Não faço a menor ideia do que significa para um pai ou uma mãe perder um filho. Não mesmo. E é possível que eu nunca venha a entender de fato tal acontecimento, tendo em vista que não sou pai. No máximo, posso imaginar o tamanho dessa dor e mesmo isso é ainda muito pouco em se tratando da palavra compreensão. Logo, um casal como Martha (Vanessa Kirby) e Sean (Shia LaBeouf), protagonistas do filme que pretendo resenhar aqui, estão num plano muito mais complexo do que minhas vãs palavras serão capazes de entender.
Em Pieces of a woman, do diretor húngaro Kornél Mundruczó, responsável pelo extraordinário Deus branco, vemos uma casal que fez a escolha de realizar o parto do seu bebê em casa, de forma humanizada, com uma parteira. Porém, ao contrário do que eles imaginavam, o processo termina de forma amarga e a criança morre. E a morte do bebê leva o relacionamento do casal a um outro patamar.
Sean até tenta seguir com sua vida, mas não consegue entender muito menos dialogar mais com sua esposa. Ela simplesmente se fechou em seu próprio mundo e não permite que os familiares façam parte dele. Daí para mentiras e traições é um passo mais do que natural. E do outro lado dessa modorra existencial, encontra-se Elizabeth (Ellen Burstyn), mãe de Martha, a maior interessada num processo criminal contra a parteira, que ela considera a maior culpada de todo esse caos pelo qual a família se encontra nesse momento.
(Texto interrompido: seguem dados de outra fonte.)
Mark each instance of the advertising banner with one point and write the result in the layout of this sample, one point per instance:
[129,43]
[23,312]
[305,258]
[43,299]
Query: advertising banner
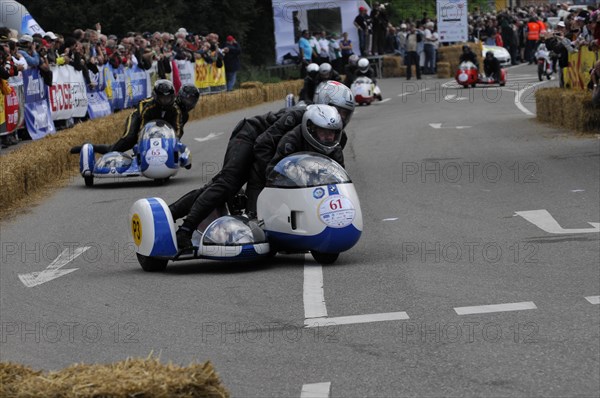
[452,20]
Contudo, é preciso levar em consideração que Elizabeth é uma mulher que acredita unicamente no poder do dinheiro, das aparências, do sistema que sempre facilita tudo para os privilegiados e não consegue lidar com o fato de que, no futuro, seu "círculo de amizades" se lembrará dela como a mãe da mulher que perdeu um filho. Para ela, a tragédia maior é o que os vizinhos e amigos irão pensar dela. Eles, na visão de mundo dela, a verão como uma pessoa menor.
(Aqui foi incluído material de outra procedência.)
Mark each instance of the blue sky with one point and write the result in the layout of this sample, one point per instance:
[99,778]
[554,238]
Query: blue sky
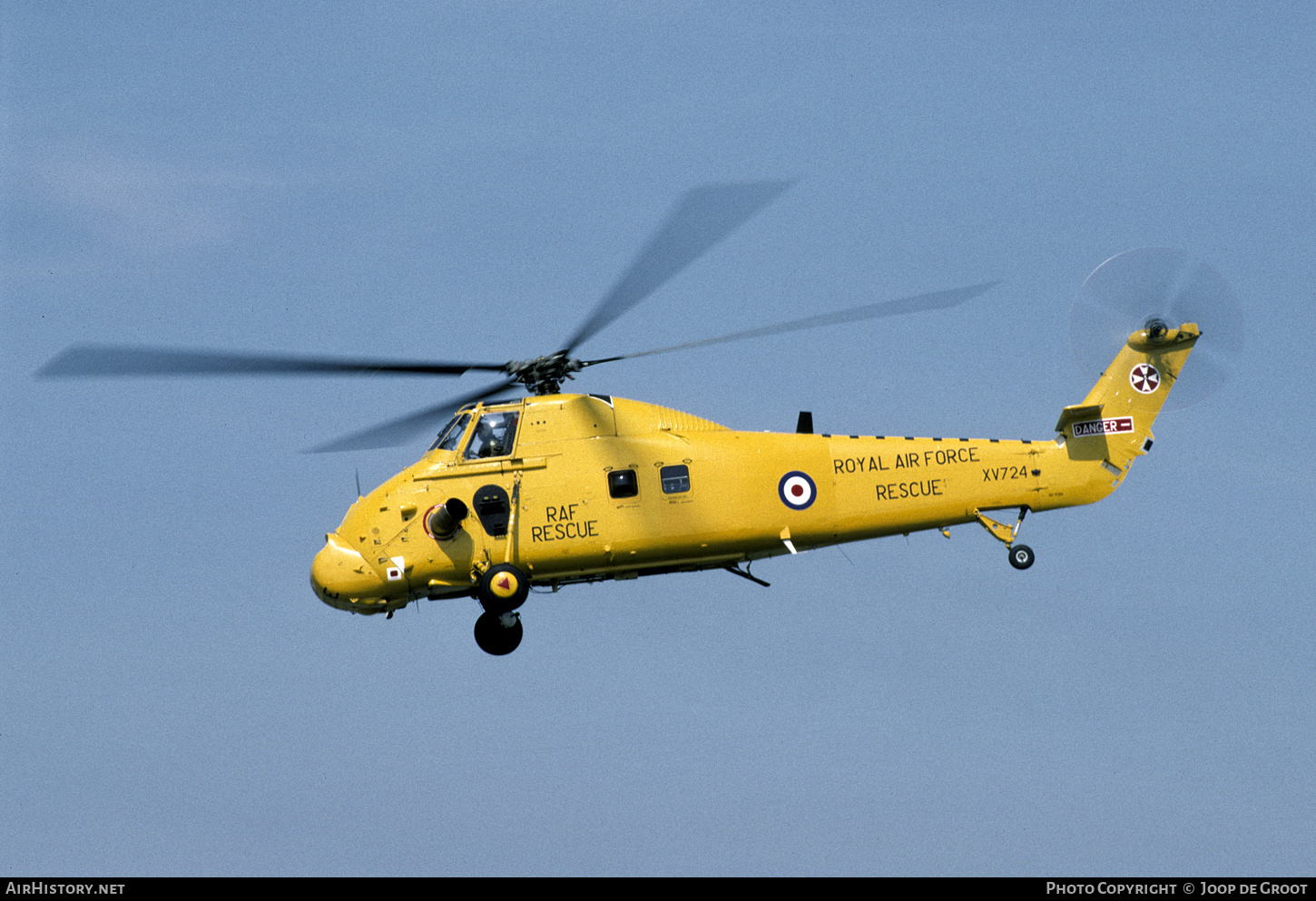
[465,181]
E a consequência mais do que natural desse turbilhão de desespero pelo qual a família passa é a sensação de que, na verdade, nenhum deles se conhecem realmente. Estão tão preocupados com status social ou "o que os outros irão pensar ou dizer quando souberem que..." que acabam por não viverem suas próprias vidas. Em outras palavras: são pessoas sem alma própria.
O trabalho de Vanessa Kirby na cena do parto é interessantíssimo e pode até, quem sabe, aparecer entre as atuações indicadas ao Oscar desse ano. Confesso que fiquei surpreso ao vê-la tão bem. Talvez pelo fato de estar acostumado a assisti-la em filmes blockbusters do gênero ação. Não conhecia essa faceta dramática dela! Já o jovem e sempre rebelde LaBeouf está apenas ok e eu gostaria muito de ver o personagem interpretado por um ator de mais pujança. Talvez sua participação no longa rendesse mais.
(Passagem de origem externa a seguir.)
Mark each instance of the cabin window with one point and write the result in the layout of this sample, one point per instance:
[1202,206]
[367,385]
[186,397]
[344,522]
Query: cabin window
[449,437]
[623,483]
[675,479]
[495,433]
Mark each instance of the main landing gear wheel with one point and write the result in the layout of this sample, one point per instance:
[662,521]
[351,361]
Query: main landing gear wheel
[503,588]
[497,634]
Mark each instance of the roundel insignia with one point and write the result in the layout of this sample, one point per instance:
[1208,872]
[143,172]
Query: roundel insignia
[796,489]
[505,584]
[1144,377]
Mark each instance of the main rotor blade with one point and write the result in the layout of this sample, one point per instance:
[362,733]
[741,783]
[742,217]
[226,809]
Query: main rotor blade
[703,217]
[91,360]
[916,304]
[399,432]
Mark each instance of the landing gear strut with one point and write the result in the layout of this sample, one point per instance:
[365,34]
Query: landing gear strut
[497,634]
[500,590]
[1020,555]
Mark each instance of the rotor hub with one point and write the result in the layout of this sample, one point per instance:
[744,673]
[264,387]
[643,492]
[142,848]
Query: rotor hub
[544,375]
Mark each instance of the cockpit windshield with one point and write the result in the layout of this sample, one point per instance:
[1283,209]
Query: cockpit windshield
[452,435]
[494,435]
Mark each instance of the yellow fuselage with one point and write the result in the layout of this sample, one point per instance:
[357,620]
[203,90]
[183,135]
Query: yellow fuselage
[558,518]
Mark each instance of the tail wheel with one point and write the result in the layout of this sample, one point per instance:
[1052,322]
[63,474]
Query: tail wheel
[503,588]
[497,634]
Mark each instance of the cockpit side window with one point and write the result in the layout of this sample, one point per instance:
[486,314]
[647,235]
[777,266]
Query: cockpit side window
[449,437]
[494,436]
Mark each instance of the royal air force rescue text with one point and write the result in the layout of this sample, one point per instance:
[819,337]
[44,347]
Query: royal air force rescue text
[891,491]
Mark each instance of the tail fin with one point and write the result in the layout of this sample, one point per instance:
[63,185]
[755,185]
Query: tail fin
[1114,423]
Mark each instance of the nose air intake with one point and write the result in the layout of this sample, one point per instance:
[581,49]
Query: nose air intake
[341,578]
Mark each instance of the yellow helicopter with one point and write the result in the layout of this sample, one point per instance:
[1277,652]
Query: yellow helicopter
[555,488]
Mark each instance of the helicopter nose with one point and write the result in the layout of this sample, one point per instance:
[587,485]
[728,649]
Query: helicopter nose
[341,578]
Percebi em certo momento uma subtrama brevemente mencionada sobre uma suposta rivalidade entre parteiras e a comunidade médica que, se bem trabalhada, renderia por si própria um grande filme. Uma pena que o diretor decidiu tomar um outro caminho. Aliás, a parte tribunal da história me soou um tanto quanto vazia e desnecessária, talvez pelo fato da direção não estar interessada em realizar um filme-denúncia contra a profissão das parteiras. E olha que eu cheguei a pensar que o longa enveredaria por esse caminho!
Feitas suas escolhas (nem todas elas surtiram o efeito desejado, pelo menos em mim) acabo me deparando ao final com um grande ensaio sobre a dor e o sofrimento por conta da perda de um ente querido. Porém, acredito que eles poderiam - se quisessem - contar sua história num tom menos melodramático. Acabaram por recorrer ao velho artifício de fazer o público ir às lágrimas e terminaram num meio termo incômodo.
De certeza mesmo, enquanto os créditos começam a ser exibidos na tela, somente uma: o tempo, por mais que o deixemos passar, não cura todas as feridas. E, honestamente, cheguei a um ponto da minha vida em que não acredito que ele, o tempo, sirva para isso.
O que precisamos, no final das contas, entender é que a vida nos impõe desafios e nos faz passar por tragédias para que possamos refletir sobre o quanto ela, vida, não passa de um grande "e se". Não controlamos de fato nossos caminhos, embora tentemos recorrentemente. E só nos sobra como legado desses desafios e tragédias levantar a cabeça e recomeçar do zero.
E o resto é apenas algum escritor de auto-ajuda milionário tentando vender fórmulas de sucesso efêmeras e inúteis (pelo menos, na maior parte de nossas vidas).